As of 9/30/2008, the average annual total returns for the Matthews Asia Pacific Equity Income Fund for the one-year period and since
inception (10/31/2006) were –15.36% and 3.34%, respectively.
All performance quoted is past performance and is no guarantee of future results. Investment return and principal
value will fluctuate with changing market conditions so that shares, when redeemed, may be worth more or less than their original
cost. Current performance may be lower or higher than the return figures quoted. Returns would have been lower if certain of the
Fund's fees and expenses had not been waived. Please see the Fund's most recent month-end performance.
Fees and Expenses
Annual Operating Expenses
Fiscal Year 2007 (ended 12/31/07)
Gross1
1.41%
1 Ratio has been restated to reflect current management and administrative and shareholder servicing fees expected to be incurred by the Funds and paid to the Advisor. The Advisor has contractually agreed to waive fees and reimburse expenses to the extent needed to limit total annual operating expenses to 1.50% until October 31, 2009. Matthews Asia Funds do not charge 12b-1 fees.

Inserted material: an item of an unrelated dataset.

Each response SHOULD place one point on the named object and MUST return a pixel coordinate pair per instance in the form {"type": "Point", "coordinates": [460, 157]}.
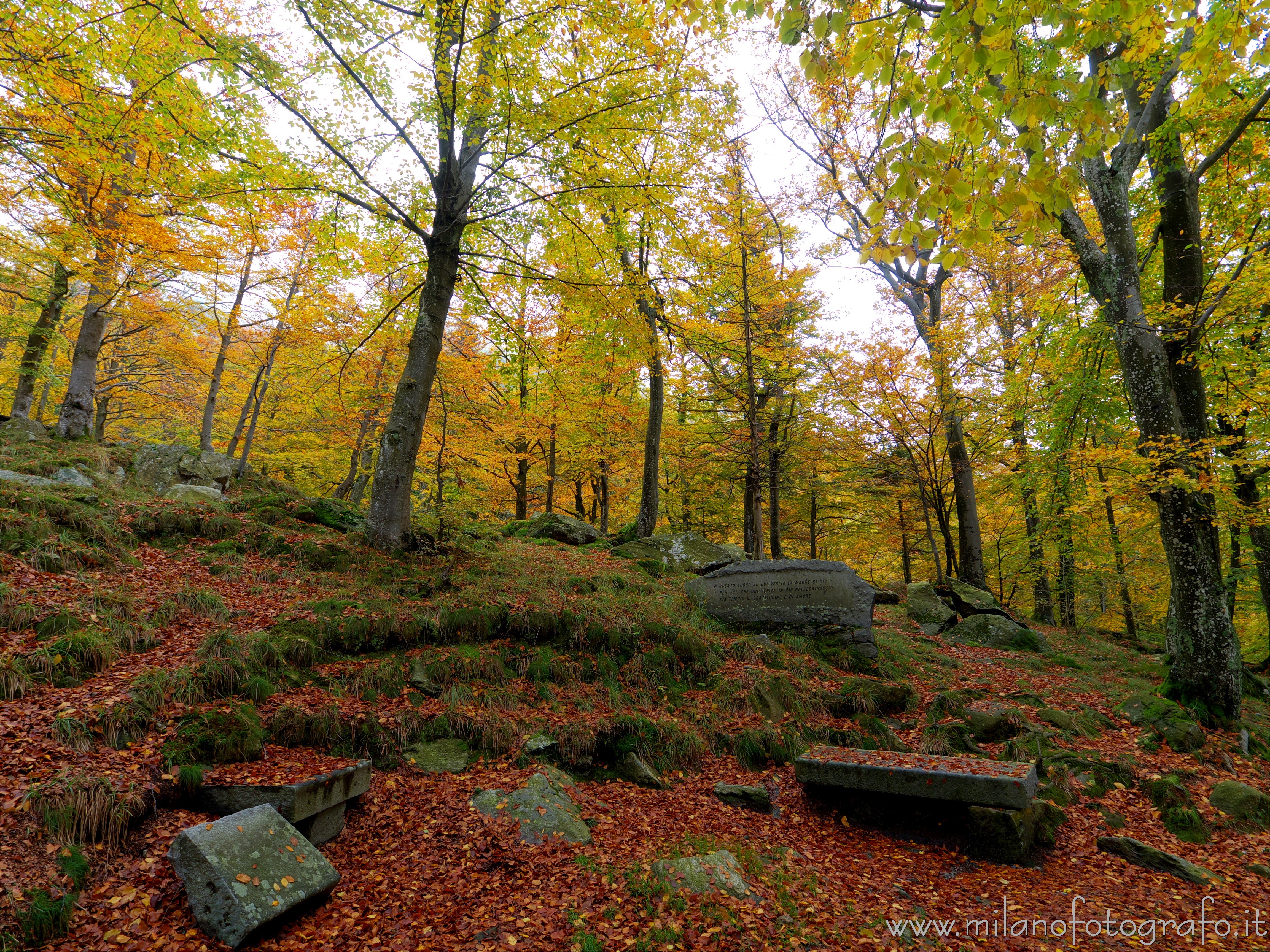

Sir John Templeton, an astute contrarian and pioneer of international investing once said, “Bull markets are born on pessimism,
grow on skepticism, mature on optimism and die on euphoria.” During the past year, global equity markets have gone from a state of
euphoria to one of pessimism bordering on depression as we entered into October. During the quarter, the focal point of anxiety in
equity markets shifted from global inflationary pressures to the ongoing viability of the global financial system. While the
epicenter of the credit crisis and its secondary effects on global economic growth have mainly resided in the U.S. and Europe,
shares in Asian companies sold off as risk aversion rose. This was especially true for companies reliant on easy access to credit.
However, long-term investors would be well served to pay more attention to the insights of Sir John Templeton than the daily gyrations
of the stock ticker. As volatility increases, investors tend to shorten their investment horizon and question the rationale of their
investments. However, falling equity markets, while painful in the short term, also represent periods of opportunity, especially for
investors who can stomach the volatility and maintain a long-term time horizon.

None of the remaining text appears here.